TINF2 is a critical subunit of the shelterin complex, which protects and maintains the length of telomeres. Pathogenic missense and truncating TINF2 mutations are causative for dyskeratosis congenita (DC), a rare, dominantly inherited bone marrow failure syndrome characterized by mucocutaneous abnormalities and cancer predisposition. Recent reports indicate that specific TINF2 truncating mutations act as high penetrance cancer predisposition alleles outside DC context, including breast cancer in their tumor spectrum. Here, we have evaluated the role of germline mutations in TINF2 and other shelterin genes in inherited breast cancer susceptibility using exome sequencing data from 98 Northern Finnish breast cancer cases with indication of inherited disease predisposition as a discovery cohort. A single protein truncating variant, TINF2 p.Tyr312Ter, was identified in one of the cases (1/98), and four more carriers were observed in the subsequently genotyped unselected breast cancer cohort (4/1904). None of the carriers were reported to have DC. TINF2 p.Tyr312Ter resulted in stable short form of mRNA transcript, and normal telomere length has been indicated by a recent report. Although recurrent in cases (total of 5/2095), TINF2 p.Tyr312Ter is also present in Finnish population controls (8/12,517), and the observed 4-fold higher frequency in cases falls at most into the range of moderate breast cancer risk alleles (OR 3.74, 95% CI 1.22-11.45, p = 0.029). Current results indicate that not all TINF2 truncating variants are high cancer risk alleles and add further evidence that different TINF2 mutations can have very diverse effects on the disease phenotype.

Evaluating the role of CHEK2 p.(Asp438Tyr) allele in inherited breast cancer predisposition.

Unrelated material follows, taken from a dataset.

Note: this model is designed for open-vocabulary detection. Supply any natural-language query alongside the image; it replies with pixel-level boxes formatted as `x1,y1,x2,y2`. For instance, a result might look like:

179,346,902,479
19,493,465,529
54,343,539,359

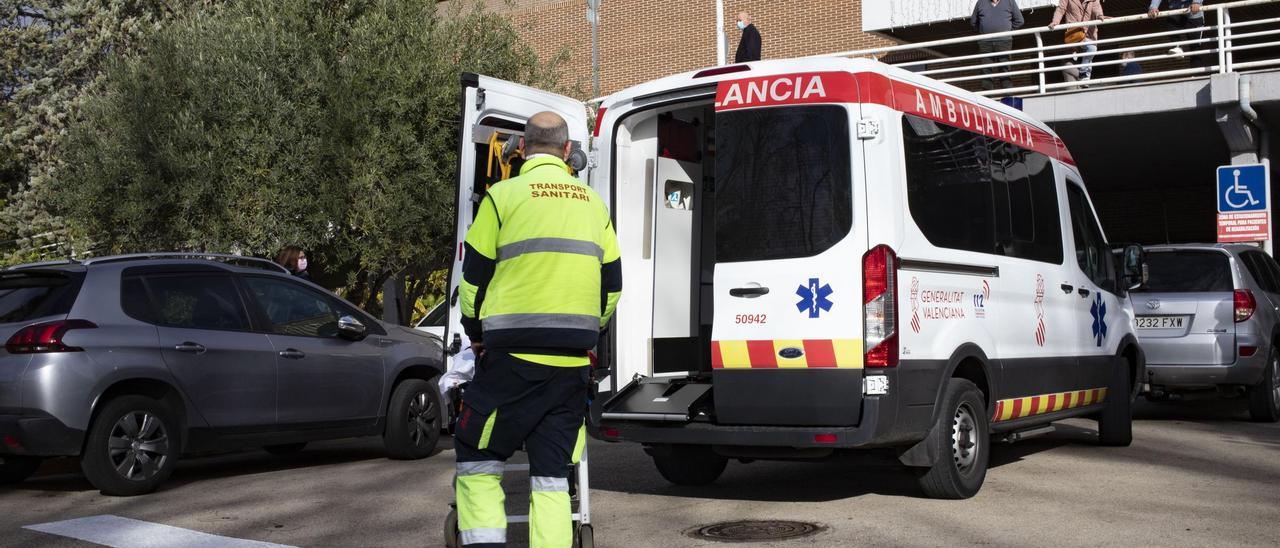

CHEK2 is a well-established breast cancer susceptibility gene. The most frequent pathogenic CHEK2 variant is 1100delC, a loss-of-function mutation conferring 2-fold risk for breast cancer. This gene also harbors other rare variants encountered in the clinical gene panels for hereditary cancer. One of these is CHEK2 c.1312 G > T, p.(Asp438Tyr) in the kinase domain of the protein, but due to its rarity its clinical significance for breast cancer predisposition has remained unclear. Here, we tested the prevalence of CHEK2 p.(Asp438Tyr) allele showing enrichment in the Northern Finnish population, in a total of 2284 breast cancer patients from this geographical region. Genotyping was performed for DNA samples extracted from peripheral blood using high-resolution melt analysis. Fourteen CHEK2 p.(Asp438Tyr) carriers were identified (14/2284, 0.6%, P = 0.67): two in the cohort of breast cancer cases with the indication of inherited disease susceptibility (2/281, 0.7%, P = 1.00) and twelve in the breast cancer cohort unselected for the family history of disease and age at disease onset (12/2003, 0.6%, P = 0.66). This frequency did not differ from the frequency in the general population (10/1299, 0.8%). No CHEK2 p.(Asp438Tyr) homozygotes were identified. Our results indicate that CHEK2 p.(Asp438Tyr) carriers do not have an increased risk for breast cancer and the classification of the CHEK2 p.(Asp438Tyr) variant can be changed from the variant of uncertain significance (VUS) to likely benign for breast cancer.